2. Composition of the Decarboxylase Medium Base: The specific constituents of the decarboxylase medium base are critical for its functionality. This includes:
   • Peptic digest of animal tissue: 5.0 grams per liter, which serves as a source of nitrogen and other essential growth factors.
   • Yeast extract: 0.3 grams per liter, providing additional nutrients and vitamins.
   • Dextrose: 1.0 gram per liter, acting as a fermentable carbohydrate source.
   • Bromo cresol purple: 0.1 gram per liter, a pH indicator that changes color in response to pH alterations.
   • Cresol red: 0.005 grams per liter, another pH indicator complementing the bromo cresol purple.
   • Pyridoxal: 0.005 grams per liter, which functions as an enzyme cofactor enhancing decarboxylase activity.
   The final pH of this medium at 25°C is maintained at approximately 6.7 ±0.2, suitable for the intended biochemical reactions.
3. Reagents Used:
   • Mineral oil is employed to create an anaerobic environment within the test tubes, essential for the decarboxylation process.
   • Vaspar, liquid paraffin, or petroleum jelly, maintained at 56°C in liquid form, are also used for sealing the test tubes to prevent oxygen ingress.
4. Supplies Used:
   • Sterile sticks or inoculating loops are essential for introducing the bacterial sample into the test medium.
   • An incubator, maintained at 35°C, is required to provide optimal growth conditions for the bacteria during the test period.

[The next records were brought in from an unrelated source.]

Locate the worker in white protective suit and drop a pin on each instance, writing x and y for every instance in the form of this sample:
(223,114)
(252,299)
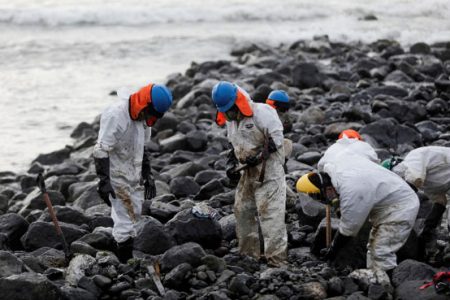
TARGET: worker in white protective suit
(351,140)
(427,168)
(256,136)
(365,189)
(122,163)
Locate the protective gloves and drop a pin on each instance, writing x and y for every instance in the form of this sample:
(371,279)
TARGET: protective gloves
(147,177)
(339,241)
(230,168)
(104,188)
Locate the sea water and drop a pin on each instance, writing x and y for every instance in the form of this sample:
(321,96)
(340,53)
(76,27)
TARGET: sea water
(59,59)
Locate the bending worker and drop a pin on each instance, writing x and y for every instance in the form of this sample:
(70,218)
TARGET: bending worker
(428,168)
(351,140)
(122,163)
(256,136)
(365,189)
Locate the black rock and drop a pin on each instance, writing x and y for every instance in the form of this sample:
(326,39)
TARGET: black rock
(9,264)
(66,214)
(178,276)
(28,286)
(43,234)
(184,186)
(412,270)
(13,227)
(151,237)
(55,157)
(185,227)
(190,253)
(76,293)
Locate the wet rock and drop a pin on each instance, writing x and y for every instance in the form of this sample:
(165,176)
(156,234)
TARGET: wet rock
(13,227)
(76,293)
(162,211)
(184,186)
(151,237)
(43,234)
(209,190)
(312,290)
(185,227)
(55,157)
(410,290)
(177,277)
(29,286)
(412,270)
(35,200)
(176,142)
(205,176)
(389,134)
(306,75)
(9,264)
(196,140)
(190,253)
(77,268)
(67,215)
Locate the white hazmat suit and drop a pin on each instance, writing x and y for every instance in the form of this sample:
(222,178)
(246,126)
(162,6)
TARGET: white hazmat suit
(354,145)
(268,198)
(122,140)
(366,189)
(428,168)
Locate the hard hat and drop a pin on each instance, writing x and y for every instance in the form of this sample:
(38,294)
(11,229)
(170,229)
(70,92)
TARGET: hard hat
(350,134)
(224,95)
(390,163)
(161,98)
(304,184)
(279,96)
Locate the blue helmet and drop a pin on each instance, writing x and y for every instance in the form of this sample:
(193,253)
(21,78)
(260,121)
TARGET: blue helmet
(161,98)
(279,96)
(224,95)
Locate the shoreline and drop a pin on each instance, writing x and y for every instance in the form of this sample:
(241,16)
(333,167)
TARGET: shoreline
(397,98)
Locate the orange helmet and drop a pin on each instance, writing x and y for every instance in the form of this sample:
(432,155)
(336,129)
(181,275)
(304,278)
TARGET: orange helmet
(350,134)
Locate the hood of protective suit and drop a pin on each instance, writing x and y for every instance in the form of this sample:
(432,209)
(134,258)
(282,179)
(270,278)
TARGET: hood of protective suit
(140,100)
(243,104)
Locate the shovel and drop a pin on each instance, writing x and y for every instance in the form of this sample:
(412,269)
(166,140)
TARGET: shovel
(41,184)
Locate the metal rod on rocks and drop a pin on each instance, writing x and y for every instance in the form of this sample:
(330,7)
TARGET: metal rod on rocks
(41,184)
(328,227)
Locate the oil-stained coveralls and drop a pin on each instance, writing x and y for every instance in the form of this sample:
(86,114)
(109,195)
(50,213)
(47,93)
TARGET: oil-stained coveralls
(122,140)
(428,168)
(267,199)
(366,189)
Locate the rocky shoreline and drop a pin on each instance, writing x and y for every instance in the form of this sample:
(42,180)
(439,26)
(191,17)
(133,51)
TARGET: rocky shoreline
(397,98)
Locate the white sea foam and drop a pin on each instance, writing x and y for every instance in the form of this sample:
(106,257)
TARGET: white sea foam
(59,59)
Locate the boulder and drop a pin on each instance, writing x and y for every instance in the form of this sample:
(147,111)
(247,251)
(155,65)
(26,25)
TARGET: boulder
(185,227)
(9,264)
(151,237)
(13,227)
(43,234)
(28,286)
(190,253)
(184,186)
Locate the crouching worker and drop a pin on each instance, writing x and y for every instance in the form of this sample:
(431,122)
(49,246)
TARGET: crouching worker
(123,164)
(256,136)
(427,168)
(365,189)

The combination of these specific media, reagents, and supplies facilitates the accurate execution of the Decarboxylase Test. Each component plays a distinct role, from providing essential nutrients and pH indicators in the medium to ensuring the proper anaerobic conditions for the decarboxylation reaction to occur. This systematic arrangement of materials is crucial for the successful identification and differentiation of bacterial species based on their decarboxylase enzyme production.

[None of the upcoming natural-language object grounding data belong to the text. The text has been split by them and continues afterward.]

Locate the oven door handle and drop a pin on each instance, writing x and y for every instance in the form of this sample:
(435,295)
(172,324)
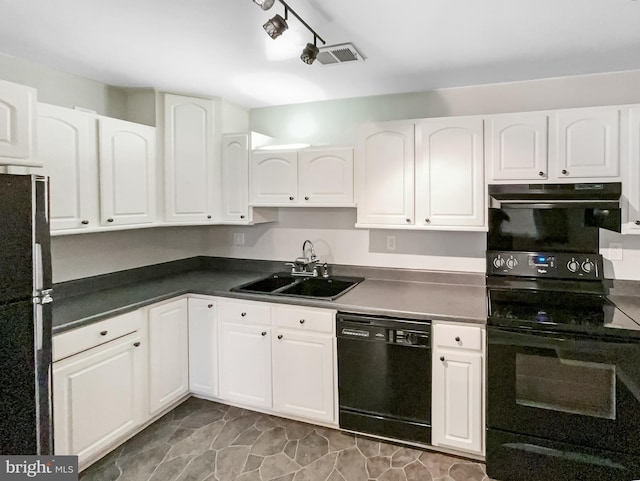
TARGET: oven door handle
(499,335)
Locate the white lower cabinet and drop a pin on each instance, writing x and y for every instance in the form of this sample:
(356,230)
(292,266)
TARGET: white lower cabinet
(98,393)
(245,354)
(303,363)
(457,387)
(203,347)
(168,354)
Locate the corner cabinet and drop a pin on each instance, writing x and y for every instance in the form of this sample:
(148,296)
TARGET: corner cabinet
(127,153)
(189,158)
(17,124)
(631,179)
(310,177)
(67,150)
(168,354)
(458,386)
(450,173)
(385,169)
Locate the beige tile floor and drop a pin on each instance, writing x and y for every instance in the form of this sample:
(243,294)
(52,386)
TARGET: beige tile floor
(206,441)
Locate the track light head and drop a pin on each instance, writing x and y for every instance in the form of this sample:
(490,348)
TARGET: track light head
(309,53)
(264,4)
(276,26)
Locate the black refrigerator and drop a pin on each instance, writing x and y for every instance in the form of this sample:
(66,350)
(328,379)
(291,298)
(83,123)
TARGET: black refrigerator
(25,316)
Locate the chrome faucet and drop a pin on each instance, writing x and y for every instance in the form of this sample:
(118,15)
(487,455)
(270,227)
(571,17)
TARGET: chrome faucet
(307,265)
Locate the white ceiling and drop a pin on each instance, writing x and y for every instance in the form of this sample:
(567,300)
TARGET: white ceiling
(218,47)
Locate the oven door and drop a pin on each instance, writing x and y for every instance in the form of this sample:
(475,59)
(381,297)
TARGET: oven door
(565,387)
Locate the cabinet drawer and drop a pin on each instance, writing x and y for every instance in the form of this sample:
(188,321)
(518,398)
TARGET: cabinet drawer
(246,312)
(307,319)
(83,338)
(456,336)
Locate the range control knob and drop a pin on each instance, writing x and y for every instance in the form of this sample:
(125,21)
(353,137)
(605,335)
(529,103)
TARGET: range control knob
(573,265)
(587,266)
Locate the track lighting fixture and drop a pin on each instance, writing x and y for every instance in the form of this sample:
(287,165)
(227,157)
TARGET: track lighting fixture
(264,4)
(277,25)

Composition of  Ornithine decarboxylase broth

Peptone	5.0g
Meat Extract	5.0g
Pyridoxal	0.005g
Dextrose	0.5g
L-Ornithine	10.0
Bromocresol Purple	0.010
Cresol Red	0.005

Final pH 6.0 ± 0.2

Preparation of the media

1. Initial Media Preparation: The process begins by accurately measuring 9.02 grams of dehydrated decarboxylase test medium powder. This powder can either be a commercially prepared mix or a laboratory-prepared media blend. The measured quantity is then added to 1000 milliliters of distilled or deionized water. This type of water is used to ensure purity and absence of contaminants that could affect the test results.
2. Dissolving the Medium: The solution containing the medium and water is then heated. The purpose of this heating is to bring the solution to a boil, which is necessary for completely dissolving the medium. This step is crucial for ensuring uniformity in the solution, thereby allowing for consistent test results.
3. Division and Labeling of Media: After the medium is fully dissolved, it is divided into four equal parts. One of these parts is tubed without the addition of any amino acid. This portion serves as the ‘Control’, which is essential for comparison with the test samples. The control tube is appropriately labeled to avoid any confusion during the testing process.
4. Addition of Amino Acids: The remaining three parts of the medium are dispensed into three separate tubes. To each of these tubes, a different amino acid is added: L-lysine hydrochloride, L-arginine hydrochloride, and L-ornithine hydrochloride, respectively. These amino acids are added to reach a final concentration of 0.5%. The addition of these specific amino acids allows for the testing of the organism’s ability to decarboxylate or hydrolyze each particular amino acid.
5. Dispensing and Sterilization: Approximately 3-4 ml of the prepared media are dispensed into screw-capped tubes. These tubes are then sterilized to eliminate any potential contaminants. Sterilization is achieved through autoclaving at 10 lbs pressure (115°C) for 20 minutes. This step is critical for maintaining the sterility and integrity of the media.
6. Prevention of False Alkalinization: Prior to sterilization, it is recommended to add a layer of liquid paraffin to a height of about 5 mm in each tube. This layer of paraffin is intended to prevent false alkalinization at the surface of the medium, which could otherwise lead to inaccurate test results.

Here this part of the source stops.